In 2006 the Katappattoor temple was renovated and completely remodeled in South Indian temple architecture style.  Now the temple has a three storied big rectangular sreekovil with copper covered pyramidal roof and golden thazhikakkudam. The sreekovil walls are decorated with sculptures. The namaskaramandapam also has a copper covered pyramidal roof and golden thazhikakkudam. People belonging to all religions are allowed entry into this temple.

Pilgrims
Thousands of pilgrims visit the Kadappattoor temple every year, on their way to Sabarimala. It is an important Idathavalam (pilgrimage shelter) for the Sabarimala pilgrims. The excellent facilities for staying in a serene atmosphere with ample space around the temple attracts Sabarimla pilgrims to this temple. Elaborate arrangements are provided for the pilgrims by the temple authorities. Alangad Sangham, a major participant of famous Erumely Pettathullal (a devotional dance, performed by the pilgrims) will rest here for a day on their way to Erumely. They will perform the Paanaka Pooja at this temple on Dhanu 26th (January ).

Legends 

According to legends the Meenachil river originates from the Kamandalu of Gauna Maharshi (Sage Gauna) like the river Kaveri from Agasthya Maharshi's Kamandalu. Hence this river got the name Gauna Nadi. Gauna Maharshi filled his Kamandalu with Sapthanadi Theertham (water from the 7 holy rivers - the Ganges, Yamuna, Saraswathy, Sindhu, Narmmada, Godavari and Kaveri). A beautiful idol of Lord Subrahmanya was also there in his kamandalu. He was eagerly waiting for the Darshan of Lord Sree Rama who was in his return journey to Ayodhya after killing Ravana. Sree Rama was accompanied by a large number of devotees like Vibhishana, Sugreeva, Hanuman and Angada in the Pushpaka Vimana. So Maharshi Gauna could not see Lord Sri Rama and Sita Devi properly. Sage Gauna, angry and disappointed, threw the kamandalu away and the idol of Subrahmanya Swami came out. These incidents occurred on a hill and since then the hill is known as Kudamuruttimala. This flow of water became a river and thus the present Gauna nadi was formed. Along with the flow of the water, the idol was carried away to the Vishnu temple in Kidangoor and was later installed in a new sreekovil. This is the present Kidangoor Subrahmanya Swami Temple. So the water in Gauna river is as holy as the Sapthanadi Teertham.

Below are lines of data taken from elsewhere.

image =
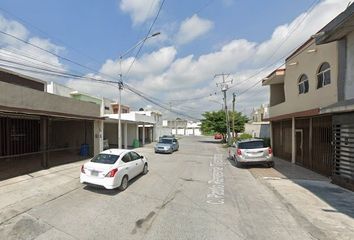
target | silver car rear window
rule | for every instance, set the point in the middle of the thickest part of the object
(251, 145)
(105, 158)
(165, 140)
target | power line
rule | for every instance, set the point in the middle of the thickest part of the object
(148, 33)
(314, 3)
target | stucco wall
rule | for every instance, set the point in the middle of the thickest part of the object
(25, 98)
(308, 63)
(258, 130)
(131, 133)
(349, 79)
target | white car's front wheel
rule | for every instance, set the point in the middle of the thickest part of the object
(145, 170)
(124, 183)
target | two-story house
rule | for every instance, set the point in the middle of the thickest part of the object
(39, 130)
(341, 30)
(300, 133)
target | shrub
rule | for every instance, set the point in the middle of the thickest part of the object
(244, 136)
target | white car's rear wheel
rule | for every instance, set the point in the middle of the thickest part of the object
(124, 183)
(145, 170)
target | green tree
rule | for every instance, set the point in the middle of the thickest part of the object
(215, 122)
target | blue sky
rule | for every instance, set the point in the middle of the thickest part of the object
(198, 39)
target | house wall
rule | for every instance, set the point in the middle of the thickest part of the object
(258, 130)
(110, 132)
(277, 95)
(349, 82)
(58, 89)
(25, 98)
(309, 63)
(132, 128)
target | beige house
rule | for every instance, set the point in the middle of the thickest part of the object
(300, 133)
(341, 30)
(39, 130)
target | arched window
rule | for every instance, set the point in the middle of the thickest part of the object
(324, 75)
(303, 84)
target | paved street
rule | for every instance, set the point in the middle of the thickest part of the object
(195, 193)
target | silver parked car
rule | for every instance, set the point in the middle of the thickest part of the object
(251, 151)
(166, 145)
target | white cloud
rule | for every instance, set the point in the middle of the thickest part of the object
(16, 51)
(149, 64)
(140, 10)
(162, 75)
(192, 28)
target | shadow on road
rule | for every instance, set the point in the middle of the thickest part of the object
(211, 141)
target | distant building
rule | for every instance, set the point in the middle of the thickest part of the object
(257, 127)
(182, 127)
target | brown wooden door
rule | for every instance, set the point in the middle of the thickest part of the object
(299, 147)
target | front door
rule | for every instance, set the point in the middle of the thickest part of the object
(299, 147)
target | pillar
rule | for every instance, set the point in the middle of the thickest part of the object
(44, 141)
(271, 134)
(143, 141)
(310, 141)
(126, 135)
(98, 136)
(293, 143)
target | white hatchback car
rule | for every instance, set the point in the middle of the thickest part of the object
(113, 168)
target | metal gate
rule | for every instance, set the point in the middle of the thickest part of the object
(343, 145)
(282, 139)
(322, 157)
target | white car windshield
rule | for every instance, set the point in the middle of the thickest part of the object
(251, 145)
(165, 140)
(105, 158)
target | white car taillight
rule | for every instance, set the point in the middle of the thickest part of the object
(270, 151)
(112, 173)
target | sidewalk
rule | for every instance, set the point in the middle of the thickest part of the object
(324, 209)
(20, 194)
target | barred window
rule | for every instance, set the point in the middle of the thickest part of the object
(303, 84)
(324, 75)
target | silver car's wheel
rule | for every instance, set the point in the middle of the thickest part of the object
(124, 183)
(145, 170)
(238, 164)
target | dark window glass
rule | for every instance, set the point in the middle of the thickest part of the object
(126, 158)
(134, 156)
(303, 84)
(319, 80)
(324, 66)
(165, 140)
(327, 77)
(306, 86)
(324, 75)
(105, 158)
(251, 145)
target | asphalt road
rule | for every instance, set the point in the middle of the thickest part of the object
(195, 193)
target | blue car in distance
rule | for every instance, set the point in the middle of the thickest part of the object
(167, 145)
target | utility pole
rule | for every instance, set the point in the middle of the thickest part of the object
(233, 114)
(224, 87)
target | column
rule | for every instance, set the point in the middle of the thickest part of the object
(98, 137)
(44, 141)
(143, 134)
(271, 134)
(126, 135)
(293, 143)
(310, 141)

Later Sree Rama and Sitha Devi gave darshan to Gauna Maharshi. Rama advised Gauna Maharshi to continue his Tapas and gave him a beautiful idol of Lord Shiva. Gauna Maharsi then started his journey along the river bank and at last reached a beautiful village and decided to stay there. He started worshipping Lord Shiva there. The local people were his ardent devotees and they provided him all assistance for Shiva pooja. Hence Gauna Maharshi named this place as 'Kadappetta ooru'. Later Gauna Maharshi went to Shivaloka. After that this place became a great forest. This place is now famous as Kadappattoor and the idol of Shiva worshipped by Gauna Maharshi is now famous as Lord Kadappattoorappan.